I woke up feeling right ornery….

..I guess that’s the joy of hotels.

I have to say that I rather like this one for it’s simplicity and the beds really are that bit more comfortable than other hotel chains so I really do sleep well.

The real gloom lands at breakfast and the, quite frankly, awful lady that always appears to be on duty. She has a single topic of conversation, the roadworks on the local A road and the only time I’ve ever seen her truly happy was the morning there’d been a big car crash. Oh goodness! How they managed to get the ambulance around the bollards! Goodness! The fire engine got delayed too!

This morning I arrived to hear her advising a couple on the best way to get to wherever they were heading avoiding the roadworks, why they should avoid the roadworks, how long they’ve been there and then, inevitably the big crash. I must point out that there are crashes most morning, why there was one on Tuesday which she joyously told me as I sat down for breakfast. Poor lady, I could see her abject disappointment when I told her I’d arrived on foot and would be departing on foot. Her in-built real-time Google Maps function returned to sleep mode and she reluctantly took my food order as if I was no longer of any interest.

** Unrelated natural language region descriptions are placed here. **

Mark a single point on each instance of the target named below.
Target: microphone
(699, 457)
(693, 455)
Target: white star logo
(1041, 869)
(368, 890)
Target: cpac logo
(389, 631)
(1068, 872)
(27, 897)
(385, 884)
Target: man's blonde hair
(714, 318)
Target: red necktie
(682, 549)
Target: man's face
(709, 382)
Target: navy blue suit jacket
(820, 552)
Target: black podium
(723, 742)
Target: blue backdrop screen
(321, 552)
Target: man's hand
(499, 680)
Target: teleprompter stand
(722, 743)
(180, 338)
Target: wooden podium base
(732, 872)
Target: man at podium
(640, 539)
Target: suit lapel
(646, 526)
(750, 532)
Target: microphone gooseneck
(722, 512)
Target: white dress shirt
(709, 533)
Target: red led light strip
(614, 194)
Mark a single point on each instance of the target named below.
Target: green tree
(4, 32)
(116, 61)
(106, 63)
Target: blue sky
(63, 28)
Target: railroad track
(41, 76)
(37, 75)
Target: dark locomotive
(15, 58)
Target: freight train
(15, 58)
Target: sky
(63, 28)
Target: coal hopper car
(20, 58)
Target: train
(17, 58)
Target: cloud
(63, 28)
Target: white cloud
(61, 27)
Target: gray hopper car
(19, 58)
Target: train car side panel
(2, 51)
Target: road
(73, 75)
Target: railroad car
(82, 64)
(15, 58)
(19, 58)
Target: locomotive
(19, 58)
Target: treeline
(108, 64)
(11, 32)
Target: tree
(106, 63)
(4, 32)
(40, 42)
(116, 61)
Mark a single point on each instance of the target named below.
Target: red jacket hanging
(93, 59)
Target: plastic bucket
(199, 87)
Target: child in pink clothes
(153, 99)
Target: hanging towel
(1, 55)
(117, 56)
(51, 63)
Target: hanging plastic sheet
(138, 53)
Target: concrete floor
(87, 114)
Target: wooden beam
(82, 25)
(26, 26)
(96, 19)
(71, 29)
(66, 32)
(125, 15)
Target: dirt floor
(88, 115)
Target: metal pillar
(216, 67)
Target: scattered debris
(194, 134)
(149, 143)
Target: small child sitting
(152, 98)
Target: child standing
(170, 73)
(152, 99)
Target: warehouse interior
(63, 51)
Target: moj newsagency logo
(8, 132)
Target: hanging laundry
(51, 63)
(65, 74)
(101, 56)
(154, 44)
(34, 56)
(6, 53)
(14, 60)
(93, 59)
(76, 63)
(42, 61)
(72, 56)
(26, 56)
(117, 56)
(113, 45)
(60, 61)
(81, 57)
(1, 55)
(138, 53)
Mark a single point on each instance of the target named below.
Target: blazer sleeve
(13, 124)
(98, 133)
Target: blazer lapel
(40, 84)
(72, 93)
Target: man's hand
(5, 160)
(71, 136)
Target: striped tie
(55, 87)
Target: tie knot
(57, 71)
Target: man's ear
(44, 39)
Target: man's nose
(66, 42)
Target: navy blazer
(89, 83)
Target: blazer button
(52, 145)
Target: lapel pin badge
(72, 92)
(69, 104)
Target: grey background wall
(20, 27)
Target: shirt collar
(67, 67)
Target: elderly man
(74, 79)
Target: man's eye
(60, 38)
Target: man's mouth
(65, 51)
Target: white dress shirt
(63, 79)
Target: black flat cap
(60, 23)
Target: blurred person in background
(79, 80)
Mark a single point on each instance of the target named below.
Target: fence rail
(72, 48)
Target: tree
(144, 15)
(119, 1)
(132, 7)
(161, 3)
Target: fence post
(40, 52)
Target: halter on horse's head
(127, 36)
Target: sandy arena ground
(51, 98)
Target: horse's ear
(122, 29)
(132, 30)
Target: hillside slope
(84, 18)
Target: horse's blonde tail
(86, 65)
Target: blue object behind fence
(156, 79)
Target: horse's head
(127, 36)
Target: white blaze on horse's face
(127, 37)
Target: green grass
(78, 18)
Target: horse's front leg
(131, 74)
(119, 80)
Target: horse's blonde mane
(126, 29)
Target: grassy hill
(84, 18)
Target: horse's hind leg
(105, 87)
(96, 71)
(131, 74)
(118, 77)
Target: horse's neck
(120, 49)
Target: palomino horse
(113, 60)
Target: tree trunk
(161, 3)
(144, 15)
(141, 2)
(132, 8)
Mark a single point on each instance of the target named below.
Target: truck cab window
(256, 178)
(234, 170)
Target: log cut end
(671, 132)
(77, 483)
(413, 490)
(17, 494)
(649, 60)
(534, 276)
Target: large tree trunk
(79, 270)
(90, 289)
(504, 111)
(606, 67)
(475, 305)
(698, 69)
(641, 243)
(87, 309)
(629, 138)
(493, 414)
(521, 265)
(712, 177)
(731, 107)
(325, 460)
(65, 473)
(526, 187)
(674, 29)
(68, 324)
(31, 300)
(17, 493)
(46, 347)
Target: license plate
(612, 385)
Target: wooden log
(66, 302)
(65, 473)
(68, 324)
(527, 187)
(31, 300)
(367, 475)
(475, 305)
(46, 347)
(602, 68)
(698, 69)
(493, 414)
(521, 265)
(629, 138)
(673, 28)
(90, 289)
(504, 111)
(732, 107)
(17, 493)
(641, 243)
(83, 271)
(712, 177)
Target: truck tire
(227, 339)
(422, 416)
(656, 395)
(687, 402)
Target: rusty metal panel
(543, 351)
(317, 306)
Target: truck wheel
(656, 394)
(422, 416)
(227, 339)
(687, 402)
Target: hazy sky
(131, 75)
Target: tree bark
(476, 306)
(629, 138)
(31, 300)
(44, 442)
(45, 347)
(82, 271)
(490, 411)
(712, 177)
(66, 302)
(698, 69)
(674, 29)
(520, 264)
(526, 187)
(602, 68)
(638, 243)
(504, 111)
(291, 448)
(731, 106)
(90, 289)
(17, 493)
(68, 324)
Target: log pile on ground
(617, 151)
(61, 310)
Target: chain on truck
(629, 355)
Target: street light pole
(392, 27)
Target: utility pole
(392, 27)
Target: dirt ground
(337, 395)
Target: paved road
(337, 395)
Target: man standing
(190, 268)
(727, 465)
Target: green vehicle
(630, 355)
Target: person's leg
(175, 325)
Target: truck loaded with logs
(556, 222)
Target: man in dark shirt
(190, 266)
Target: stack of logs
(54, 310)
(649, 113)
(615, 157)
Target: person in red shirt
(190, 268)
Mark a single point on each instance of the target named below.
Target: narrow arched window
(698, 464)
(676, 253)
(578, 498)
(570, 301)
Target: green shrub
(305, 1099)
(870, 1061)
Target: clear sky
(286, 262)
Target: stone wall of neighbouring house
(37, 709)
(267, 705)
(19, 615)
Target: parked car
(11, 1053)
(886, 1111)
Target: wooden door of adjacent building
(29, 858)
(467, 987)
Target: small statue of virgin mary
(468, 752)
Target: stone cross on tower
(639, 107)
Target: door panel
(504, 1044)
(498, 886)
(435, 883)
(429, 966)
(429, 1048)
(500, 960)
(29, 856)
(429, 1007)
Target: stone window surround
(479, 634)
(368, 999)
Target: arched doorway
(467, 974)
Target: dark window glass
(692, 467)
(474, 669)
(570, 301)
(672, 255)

The restaurant at the hotel is one of those templated instant character affairs that allow you to forget where you are for a moment as they all look so goddam awful. This one is run rigorously and the reluctant breakfast diners are herded to one of the ordered tables in the specially cordoned off breakfast space.  My friend is on duty this ever and clearly having a bad morning. The couple who arrive subsequent to me are given the choice of tables at which to sit, almost inevitably they decide on the one table that hasn’t been laid up (I say laid up, it’s missing a pair of knives, forks and napkins) and, for this, they get the death stare. And the sigh. The sigh is awesome. I haven’t heard this before. It’s the sound a 500 year old oak would make as it fell in a storm. The noise the asteroid made shortly before the dinosaurs were wiped out. The whoosh of a jet flying by at low level.

Impervious to her distaste, my fellow diners ask if my friend could get them some brown sauce, to which she turned on her heels and exclaimed to anyone listening  ‘what am I, some kind of take-out service?’ before slamming the manky bottle on their table. From there, their every request was met with a drain-emptying sigh and a barely-under-her-breath snipe at the unfortunate diners.‘What am I, your slave?’ Basil Fawlty is alive and well, I take great comfort in this.

If only they’d asked about the local traffic.